Ewilan fait partie de notre monde, c’est indéniable. Elle découvre Gwendalavir avec les yeux d’une adolescente actuelle, découvre en même temps le pouvoir qui vit en elle et si ses origines la prédestinent à l’aventure et à l’exceptionnel, son parcours est avant tout celui d’une jeune fille en route vers l’âge adulte.
Je ne considère pas Ellana comme une étrangère. Bien au contraire. En effet, si la spécificité d’Ewilan est liée avant tout à son pouvoir, celle d’Ellana se définit par un mot, un seul mot, universel : liberté. Peu importe le monde où elle évolue. Ellana est un être libre qui avance. Personnage bien plus universel, à mon sens, qu’Ewilan.
Gwendalavir est-il un double inversé de notre monde pour les relations hommes-femmes ?
J’aime imaginer Gwendalavir comme un monde où les hommes et les femmes vivent une véritable égalité. Une égalité de fait et de conscience, si évidente qu’elle n’a besoin d’aucune lutte ou revendication pour exister. Pas un double inversé donc mais une projection oxygénante du nôtre dans un avenir qu’il nous reste à construire.
Pourquoi est-ce important, selon vous, de montrer des relations filles-garçons originales dans des fictions destinées à la jeunesse ?
Tout d’abord, je n’ai pas le sentiment que les relations que je décris entre mes personnages féminins et mes personnages masculins soient si différentes de celles que l’on peut observer dans la réalité. J’essaie de les illuminer, de les densifier, d’y mettre des mots et de la vérité mais l’amour ou l’amitié sont des sentiments capables d’effectuer le grand pas sans difficulté.
Ensuite, le propre de la littérature est de dégager des chemins. Celui de l’amour, surtout à la période de l’adolescence, est parfois encombré d’obstacles difficiles à bouger ou à contourner quand on a quinze ou seize ans. Un bon roman peut s’avérer plus utile dans cette tâche qu’un long discours.
Les réactions des jeunes lecteurs sont-ils différents pour les filles et pour les garçons ?
J’ai longtemps cru que les filles lisaient davantage mes romans que les garçons. Ce sont elles, en effet, qui m’écrivent, viennent à ma rencontre sur les salons et me font part de leurs sentiments. Puis j’ai réalisé que les garçons lisaient autant et ressentaient la même chose. Ils le gardent pour eux, tout simplement.

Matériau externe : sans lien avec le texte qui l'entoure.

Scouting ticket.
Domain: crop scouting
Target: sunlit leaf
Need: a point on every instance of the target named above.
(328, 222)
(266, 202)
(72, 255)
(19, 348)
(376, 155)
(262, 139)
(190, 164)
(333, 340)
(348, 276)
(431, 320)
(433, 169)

Quelles difficultés rencontre-t-on quand on décrit un personnage féminin alors qu’on est un homme ?
Aucune. Je suis persuadé qu’en tout être humain coexistent une part de masculinité et une part de féminité. Le monde n’est pas divisé entre les hommes et les femmes mais entre soi et les autres. Écrire c’est écouter, ressentir, vibrer puis retranscrire. Écrire c’est aller vers les autres. Peu importe que ces autres soient hommes ou femmes.
Dans ces trilogies, l’Art du dessin est une métaphore de l’écriture, et l’Imagination représente la fiction...
L’Art du dessin est un moyen de rendre réel ce qu’on imagine. En ce sens, c’est vrai, il s’apparente à l’écriture. Mais il s’inscrit surtout, certes métaphoriquement, dans la famille bien plus vaste des outils qui permettent à l’homme d’évoluer. Ces outils magnifiques qui laissent l’entière responsabilité de leurs actes à ceux qui les manient. Écriture, sciences, architecture, médecine… politique.
Un personnage qui s’échappe du monde réel pour se réfugier dans l’imaginaire, c’est une longue filiation, de Peter Pan à Harry Potter. Ewilan se situe-t-elle dans cette filiation ?
Je n’ai pas voulu créer une Ewilan qui fuit mais une Ewilan qui cherche et trouve, et mes personnages sont avant tout, du moins je l’espère, des êtres humains qui avancent et progressent.
Si on admet le parallèle entre le personnage et le lecteur, le monde imaginaire et le livre, je suis convaincu que la lecture, l’immersion dans un univers imaginaire, n’est en rien une fuite ou un déni de réalité, mais une bouffée d’oxygène qui n’a d’autre objectif qu’équilibrer celui ou celle qui la prend pour lui permettre de continuer à avancer. De trouver sa place. Où que soit cette place.